Find yourself in spring-cleaning mode? Want to tidy up your food intake? No matter what you may have heard, a detox diet is not the way to do it. Your liver and kidneys are already designed to eliminate toxins (Self Cleaning: Our Bodies Are Meant For It). Doing a detoxification cleanse can make you sick with cramping and nausea, and even upset your metabolism with an imbalance of electrolytes or renal dysfunction.
This spring, we recommend you skip Beyoncé’s lemon juice, maple syrup and cayenne pepper diet, Anne Hathaway’s juicing or Madonna’s colonic (also known as a good, old-fashioned enema).
In fact, we think a much better way to detox is to clean your cupboards and purify your pantry!
For tips, we turned to Dr.
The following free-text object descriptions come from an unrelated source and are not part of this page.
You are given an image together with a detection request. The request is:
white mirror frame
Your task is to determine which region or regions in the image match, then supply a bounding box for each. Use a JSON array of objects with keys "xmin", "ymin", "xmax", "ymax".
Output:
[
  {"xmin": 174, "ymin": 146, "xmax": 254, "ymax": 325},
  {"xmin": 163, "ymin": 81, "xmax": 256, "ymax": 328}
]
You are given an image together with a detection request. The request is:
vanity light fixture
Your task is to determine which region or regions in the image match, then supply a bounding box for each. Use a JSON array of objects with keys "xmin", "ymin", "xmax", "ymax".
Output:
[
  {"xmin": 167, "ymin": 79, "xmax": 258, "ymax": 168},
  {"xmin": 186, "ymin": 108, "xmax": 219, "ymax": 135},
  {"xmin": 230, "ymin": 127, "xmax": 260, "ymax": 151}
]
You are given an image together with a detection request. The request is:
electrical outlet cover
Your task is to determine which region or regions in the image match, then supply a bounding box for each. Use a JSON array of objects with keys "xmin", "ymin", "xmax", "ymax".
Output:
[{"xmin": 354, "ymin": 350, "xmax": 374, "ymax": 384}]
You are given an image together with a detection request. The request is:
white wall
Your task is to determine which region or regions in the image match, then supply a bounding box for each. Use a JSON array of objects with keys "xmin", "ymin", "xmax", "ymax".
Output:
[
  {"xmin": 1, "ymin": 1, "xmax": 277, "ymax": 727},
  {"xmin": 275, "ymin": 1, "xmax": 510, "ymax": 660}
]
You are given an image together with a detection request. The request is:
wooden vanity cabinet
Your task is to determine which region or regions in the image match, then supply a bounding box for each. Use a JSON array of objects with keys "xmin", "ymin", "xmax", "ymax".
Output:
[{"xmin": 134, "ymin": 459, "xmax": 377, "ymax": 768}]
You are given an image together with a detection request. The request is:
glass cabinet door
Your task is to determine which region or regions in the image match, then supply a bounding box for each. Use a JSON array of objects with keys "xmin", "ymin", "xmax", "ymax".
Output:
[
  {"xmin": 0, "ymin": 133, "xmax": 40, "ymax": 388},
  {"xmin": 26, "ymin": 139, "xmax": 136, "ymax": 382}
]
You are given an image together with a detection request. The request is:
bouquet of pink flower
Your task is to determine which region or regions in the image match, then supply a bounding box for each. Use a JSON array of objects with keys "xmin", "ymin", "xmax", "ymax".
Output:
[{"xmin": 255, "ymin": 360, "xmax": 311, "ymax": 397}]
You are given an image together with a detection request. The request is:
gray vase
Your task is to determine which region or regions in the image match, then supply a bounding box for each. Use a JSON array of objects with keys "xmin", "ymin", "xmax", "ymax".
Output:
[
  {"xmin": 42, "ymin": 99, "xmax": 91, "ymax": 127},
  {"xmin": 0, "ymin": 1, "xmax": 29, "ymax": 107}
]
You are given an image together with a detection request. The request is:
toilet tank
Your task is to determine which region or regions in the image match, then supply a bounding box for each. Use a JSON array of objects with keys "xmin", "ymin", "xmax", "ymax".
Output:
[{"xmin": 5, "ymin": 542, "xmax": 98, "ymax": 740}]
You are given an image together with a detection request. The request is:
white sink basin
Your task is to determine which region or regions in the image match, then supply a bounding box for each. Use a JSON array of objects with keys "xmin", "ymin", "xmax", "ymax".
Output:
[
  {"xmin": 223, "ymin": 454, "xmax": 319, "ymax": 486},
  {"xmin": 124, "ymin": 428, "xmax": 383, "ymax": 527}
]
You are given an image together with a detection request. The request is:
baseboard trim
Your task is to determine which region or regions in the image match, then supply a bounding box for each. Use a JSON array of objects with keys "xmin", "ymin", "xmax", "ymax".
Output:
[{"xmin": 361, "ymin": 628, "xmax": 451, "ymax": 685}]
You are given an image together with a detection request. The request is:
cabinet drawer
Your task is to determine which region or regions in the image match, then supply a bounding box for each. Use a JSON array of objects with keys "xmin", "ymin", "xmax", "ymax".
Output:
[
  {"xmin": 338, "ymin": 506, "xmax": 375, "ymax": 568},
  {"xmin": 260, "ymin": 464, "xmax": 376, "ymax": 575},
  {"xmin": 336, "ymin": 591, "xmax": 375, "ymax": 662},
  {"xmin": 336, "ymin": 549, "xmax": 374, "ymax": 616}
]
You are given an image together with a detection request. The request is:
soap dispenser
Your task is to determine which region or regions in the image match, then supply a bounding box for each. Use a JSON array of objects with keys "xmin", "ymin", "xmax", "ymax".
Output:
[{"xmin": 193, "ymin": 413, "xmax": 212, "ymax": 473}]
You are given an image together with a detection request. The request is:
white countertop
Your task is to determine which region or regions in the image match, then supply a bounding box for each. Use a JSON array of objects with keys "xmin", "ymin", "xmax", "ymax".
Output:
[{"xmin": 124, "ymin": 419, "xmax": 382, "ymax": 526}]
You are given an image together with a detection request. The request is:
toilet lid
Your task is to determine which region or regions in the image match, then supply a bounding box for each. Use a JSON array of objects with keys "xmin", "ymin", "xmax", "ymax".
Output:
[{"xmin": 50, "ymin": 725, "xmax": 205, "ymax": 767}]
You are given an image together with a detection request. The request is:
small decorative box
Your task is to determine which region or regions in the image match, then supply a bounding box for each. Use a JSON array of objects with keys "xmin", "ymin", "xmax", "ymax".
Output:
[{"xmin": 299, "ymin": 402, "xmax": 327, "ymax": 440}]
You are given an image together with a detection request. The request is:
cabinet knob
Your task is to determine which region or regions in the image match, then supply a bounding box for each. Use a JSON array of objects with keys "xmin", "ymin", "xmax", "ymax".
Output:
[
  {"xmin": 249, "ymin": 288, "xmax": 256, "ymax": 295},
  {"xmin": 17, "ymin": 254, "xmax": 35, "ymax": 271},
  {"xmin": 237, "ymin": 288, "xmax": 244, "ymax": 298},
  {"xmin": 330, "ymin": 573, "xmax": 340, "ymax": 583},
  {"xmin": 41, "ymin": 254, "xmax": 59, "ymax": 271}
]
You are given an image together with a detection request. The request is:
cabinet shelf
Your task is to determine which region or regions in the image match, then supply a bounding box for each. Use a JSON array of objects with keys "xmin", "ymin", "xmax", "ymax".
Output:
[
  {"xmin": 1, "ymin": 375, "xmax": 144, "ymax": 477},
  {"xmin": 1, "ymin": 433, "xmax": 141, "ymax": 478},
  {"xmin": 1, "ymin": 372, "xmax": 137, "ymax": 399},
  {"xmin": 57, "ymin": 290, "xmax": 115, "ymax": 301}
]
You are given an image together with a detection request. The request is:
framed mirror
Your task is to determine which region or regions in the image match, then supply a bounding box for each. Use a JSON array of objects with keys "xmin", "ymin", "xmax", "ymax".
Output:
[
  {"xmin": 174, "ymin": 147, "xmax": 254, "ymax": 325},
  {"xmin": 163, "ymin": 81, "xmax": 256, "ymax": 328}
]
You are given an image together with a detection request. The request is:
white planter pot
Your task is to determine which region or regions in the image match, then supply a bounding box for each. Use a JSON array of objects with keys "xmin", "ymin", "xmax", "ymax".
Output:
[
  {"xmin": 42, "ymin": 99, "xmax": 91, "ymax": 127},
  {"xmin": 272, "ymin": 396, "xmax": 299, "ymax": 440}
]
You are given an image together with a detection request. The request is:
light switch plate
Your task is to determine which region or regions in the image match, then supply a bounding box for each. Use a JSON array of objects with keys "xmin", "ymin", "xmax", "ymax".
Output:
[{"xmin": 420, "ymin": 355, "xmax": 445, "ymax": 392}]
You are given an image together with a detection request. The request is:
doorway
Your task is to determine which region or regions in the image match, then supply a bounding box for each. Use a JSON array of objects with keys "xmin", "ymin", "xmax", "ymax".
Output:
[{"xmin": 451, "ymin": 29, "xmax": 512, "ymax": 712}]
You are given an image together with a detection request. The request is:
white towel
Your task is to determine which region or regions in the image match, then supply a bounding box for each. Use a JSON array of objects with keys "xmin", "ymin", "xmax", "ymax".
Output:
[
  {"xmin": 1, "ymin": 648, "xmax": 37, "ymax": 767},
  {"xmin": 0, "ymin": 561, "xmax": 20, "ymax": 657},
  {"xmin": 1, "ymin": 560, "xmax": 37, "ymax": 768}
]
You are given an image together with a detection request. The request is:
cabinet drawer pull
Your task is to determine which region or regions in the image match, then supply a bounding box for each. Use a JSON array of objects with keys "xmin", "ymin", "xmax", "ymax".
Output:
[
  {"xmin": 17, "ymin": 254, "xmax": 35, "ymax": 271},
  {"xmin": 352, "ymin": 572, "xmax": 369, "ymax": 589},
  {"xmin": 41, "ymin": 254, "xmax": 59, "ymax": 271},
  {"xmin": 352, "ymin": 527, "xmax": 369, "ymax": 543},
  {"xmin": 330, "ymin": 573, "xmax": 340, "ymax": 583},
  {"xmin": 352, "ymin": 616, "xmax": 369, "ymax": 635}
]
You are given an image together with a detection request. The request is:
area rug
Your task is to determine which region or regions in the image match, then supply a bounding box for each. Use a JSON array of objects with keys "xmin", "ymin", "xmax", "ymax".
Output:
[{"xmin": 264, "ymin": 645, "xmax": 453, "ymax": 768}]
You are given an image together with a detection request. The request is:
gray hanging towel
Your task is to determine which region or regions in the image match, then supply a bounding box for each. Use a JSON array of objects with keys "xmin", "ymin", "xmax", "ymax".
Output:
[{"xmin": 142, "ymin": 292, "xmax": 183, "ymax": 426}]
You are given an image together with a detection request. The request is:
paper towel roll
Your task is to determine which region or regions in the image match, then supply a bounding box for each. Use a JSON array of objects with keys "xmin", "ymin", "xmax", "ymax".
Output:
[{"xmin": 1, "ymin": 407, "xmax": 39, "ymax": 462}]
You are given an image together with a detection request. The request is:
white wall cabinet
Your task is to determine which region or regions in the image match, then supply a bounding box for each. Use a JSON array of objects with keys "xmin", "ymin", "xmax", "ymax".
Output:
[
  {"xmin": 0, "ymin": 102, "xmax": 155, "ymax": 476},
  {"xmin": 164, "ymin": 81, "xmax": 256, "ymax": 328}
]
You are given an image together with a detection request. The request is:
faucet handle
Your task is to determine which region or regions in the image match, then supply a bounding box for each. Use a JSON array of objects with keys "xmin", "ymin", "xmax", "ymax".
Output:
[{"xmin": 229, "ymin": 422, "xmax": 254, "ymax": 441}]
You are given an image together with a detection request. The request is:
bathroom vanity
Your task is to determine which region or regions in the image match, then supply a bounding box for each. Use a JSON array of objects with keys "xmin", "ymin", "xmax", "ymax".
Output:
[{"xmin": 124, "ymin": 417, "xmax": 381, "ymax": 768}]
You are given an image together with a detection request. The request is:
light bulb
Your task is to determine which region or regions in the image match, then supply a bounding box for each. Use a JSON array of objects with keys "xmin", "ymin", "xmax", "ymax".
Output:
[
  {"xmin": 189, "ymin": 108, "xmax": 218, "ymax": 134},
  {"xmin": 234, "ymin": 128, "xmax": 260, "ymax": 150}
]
Yoni Freedhoff, medical director of Ottawa’s Bariatric Medical Institute and author of The Diet Fix: Why Diets Fail and How to Make Yours Work.
Toss the trans fat
Read your labels and get your trash can ready. Trans fatty acids raise levels of dangerous cholesterol while lowering the good, delivering a one-two punch to your circulatory system. If a product’s serving size contains less than half a gram of trans fat, the label might declare zero, so you also need to check ingredient listings for the telltale “partially hydrogenated oil.” Unfortunately, not all foods you eat, like cafeteria croissants, even come with a label. “Commercial and fried baked goods are things we should be minimizing in our diet anyhow,” says Freedhoff.
Stash fewer saturated fats, more unsaturated fats
Fat isn’t across-the-board bad. In fact, 25 to 35 per cent of your calories should be in the form of fat. But keep your saturated fats at less than 10 per cent. While you’re sweeping those away, stock up on more sources of monounsaturated and polyunsaturated fats.
Wipe out ultra-processed products
If it’s made from something that’s made from something, get rid of it. Chances are those cookies and frozen pizzas contain a lot more salt, sugar, fat and calories than you need. We’re often pulled in by health claims on the package, but remember that even if something contains less fat or more fibre than a similar product, it still might not be good for you. Freedhoff’s simple tip: “Stay away from jars and boxes of food and focus on foods you’ve transformed from fresh, whole ingredients.”
Stop buying beverages for their health benefits
If you’re loading up on milk or fruit juices because you think they’re healthy, think again.
“If you want to consume dairy or fruit, you should chew it,” says Freedhoff. “Liquid calories don’t fill us up. There are no health benefits that outweigh the negative impact of their caloric contribution to us.” That doesn’t mean you shouldn’t ever sip anything but calorie-free water. After all, we all enjoy an orange juice once in a while or a latte – or, for that matter, a robust gamay noir. Freedhoff’s suggestion: when it comes to non-water beverages, “Drink the smallest amount you need to like your life.”
Trim back restaurant meals
Restaurant food is another source of hidden sodium and sugar, and typically contains many more calories than you’d expect.
“You can’t look at a menu item and know what’s in it,” says Freedhoff. For sure, some restaurants are taking a healthier approach, like posting calorie counts on menus, cooking with better oils, and offering whole-grain breads and pastas. But they don’t get a free pass. “I think restaurants are a wonderful treat, and we should include them in our lives,” Freedhoff says, “but we use them far more often than we once did, and far more often than is helpful.”